London Centre for Energy EngineeringLCEE is a research organisation undertaking innovative, cutting-edge and multidisciplinary energy research.
Energy naturally finds its spot as the hot topic of continued research in academia and industry, owing to its ever-growing demand by the society we live in, and driven by the need for cheaper electricity affordable to all. Global energy consumption has been growing fast and set to increase exponentially in the future. It continues to be a high priority for Government, both in the UK and at international levels. LCEE brings together the strengths and capabilities of members of staff within the School of Engineering (SoE), undertaking innovative, cutting-edge and multidisciplinary energy research. The LCEE is an enabling entity interconnecting energy engineering themes across all existing divisions and centres facilitating research collaborations inside and outside LSBU.
London Centre for Energy Engineering is led by Dr Suela Kellici.
We are always interested in new collaborations and opportunities (industry and academia) and welcome informal discussions. Get in Contact with us (Email: email@example.com), Head of LCEE, Dr Suela Kellici) to find out more.
Alternatively, visit individual member profiles to learn more about their research.
- Internationally leading organisation in the UK undertaking innovative and multidisciplinary research in Energy
- Bringing together a cohesive team of researchers and groups across SoE with an appropriate critical mass to show case its potential within and outside the UK
- Leading training provider for capacity building in the field of energy research, and aligning with the UK focus for inspiring the next generation of researchers, including PhD cohort and M.Sc. programs in the Energy field
- University partner of choice collaborating with industry and other organisations globally pursuing energy research
- Undertaking a leading role in influencing energy policy and strategy within UK government bodies.
- Energy Grand Challenges
- Training and Outreach
- Stakeholder Engagement
- Advisory Board
To view the full London Centre for Energy Engineering staff list
Computational Materials Design for Energy
Understanding materials at the atomic scale is critical to the design of next generation energy devices. Modern computational chemical and physical techniques can be employed to predict for example the electronic and optical properties of an active layer in a device, the dopability of a semiconductor, or the efficiency and mechanism of catalytic processes on the surface of a material.
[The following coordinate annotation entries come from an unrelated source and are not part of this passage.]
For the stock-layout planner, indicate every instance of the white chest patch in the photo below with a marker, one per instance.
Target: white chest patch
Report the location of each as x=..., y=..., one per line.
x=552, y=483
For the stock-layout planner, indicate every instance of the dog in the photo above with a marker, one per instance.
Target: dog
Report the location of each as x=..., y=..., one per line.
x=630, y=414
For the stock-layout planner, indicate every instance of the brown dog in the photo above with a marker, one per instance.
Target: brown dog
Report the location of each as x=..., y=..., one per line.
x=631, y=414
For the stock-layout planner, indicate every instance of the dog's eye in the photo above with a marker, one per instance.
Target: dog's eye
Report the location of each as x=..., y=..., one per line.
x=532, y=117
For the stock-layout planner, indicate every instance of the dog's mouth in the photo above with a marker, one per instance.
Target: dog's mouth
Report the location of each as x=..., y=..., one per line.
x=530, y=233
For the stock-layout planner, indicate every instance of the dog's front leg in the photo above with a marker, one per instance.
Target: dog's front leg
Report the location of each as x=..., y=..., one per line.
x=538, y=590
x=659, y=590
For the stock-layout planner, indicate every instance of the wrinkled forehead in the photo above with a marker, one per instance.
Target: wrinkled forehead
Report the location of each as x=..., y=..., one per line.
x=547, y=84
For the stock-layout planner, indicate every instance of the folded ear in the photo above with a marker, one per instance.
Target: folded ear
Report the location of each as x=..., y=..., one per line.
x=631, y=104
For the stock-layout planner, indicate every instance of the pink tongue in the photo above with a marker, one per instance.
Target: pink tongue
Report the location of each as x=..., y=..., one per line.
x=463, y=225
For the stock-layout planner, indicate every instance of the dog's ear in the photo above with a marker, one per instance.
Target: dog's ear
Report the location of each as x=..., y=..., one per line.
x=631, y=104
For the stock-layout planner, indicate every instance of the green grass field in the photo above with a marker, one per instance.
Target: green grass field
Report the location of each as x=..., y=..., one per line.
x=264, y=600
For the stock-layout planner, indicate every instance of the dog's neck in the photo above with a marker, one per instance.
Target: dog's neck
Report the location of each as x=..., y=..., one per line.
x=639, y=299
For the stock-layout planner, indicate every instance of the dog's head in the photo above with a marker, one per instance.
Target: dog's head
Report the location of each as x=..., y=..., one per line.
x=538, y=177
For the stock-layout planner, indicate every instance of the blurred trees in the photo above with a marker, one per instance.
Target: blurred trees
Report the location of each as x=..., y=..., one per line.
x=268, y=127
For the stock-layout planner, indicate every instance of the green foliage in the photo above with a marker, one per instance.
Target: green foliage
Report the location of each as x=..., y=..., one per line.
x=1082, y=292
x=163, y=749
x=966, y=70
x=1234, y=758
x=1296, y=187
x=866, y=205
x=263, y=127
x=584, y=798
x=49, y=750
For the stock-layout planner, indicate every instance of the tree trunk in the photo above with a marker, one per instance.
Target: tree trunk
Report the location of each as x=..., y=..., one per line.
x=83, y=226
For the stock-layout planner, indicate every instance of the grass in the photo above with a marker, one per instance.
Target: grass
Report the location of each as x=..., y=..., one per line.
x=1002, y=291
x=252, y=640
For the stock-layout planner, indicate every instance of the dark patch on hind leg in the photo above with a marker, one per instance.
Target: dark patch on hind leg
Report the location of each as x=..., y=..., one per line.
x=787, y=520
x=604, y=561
At the LCEE, the team works closely with experimentalists to develop novel photocatalysts, energy generation and storage devices, functional thin film coatings and microelectronics, utilising our in-house supercomputer, and national high performance computing resources. LSBU is part of a multi-partner £1M UKRI-funded project to investigate novel computational methods for next-generation exascale computing. We are also active in developing sustainable computational and synthetic techniques.
Heating and Cooling
The Heating and Cooling team has a 30-year history of attracting high impact research projects and contracts from EPSRC, Government, the EU and the RACHP (refrigeration air conditioning and heat pump industry). In the past 10 years we have secured and delivered more than 60 small to large scale projects. The team are currently involved in several prestigious research projects in collaboration with the local and international organisations, the EU, public and governmental international organisations. Recent collaborations have involved a £5.2 million EPSRC project of which LSBU received £1.2 million and a €7 million EU research grant to develop a ground-breaking energy storage technology. Our funding strategy involves working on TRL levels 4-8, developing partnerships with other Universities as well as with industry and aligning our activities with future funding priorities like the Industrial Strategy Clean Growth Plan.
As the UK and the rest of the world moves towards renewable energy, supply becomes more dependent on factors outside the control of the energy supplier.
Cryogenic energy storage (CES): One method to balance supply and demand in power generation is to store energy during periods of low demand and use it at high demand. Cryogenic energy storage makes use of low-temperature liquids as an energy storage and transfer medium. CES can provide large-scale, long-duration energy storage of 5 to 1000 MWh. LCEE team members are working on a multi-partner £8M H2020 project to develop CES at cold storage warehouses.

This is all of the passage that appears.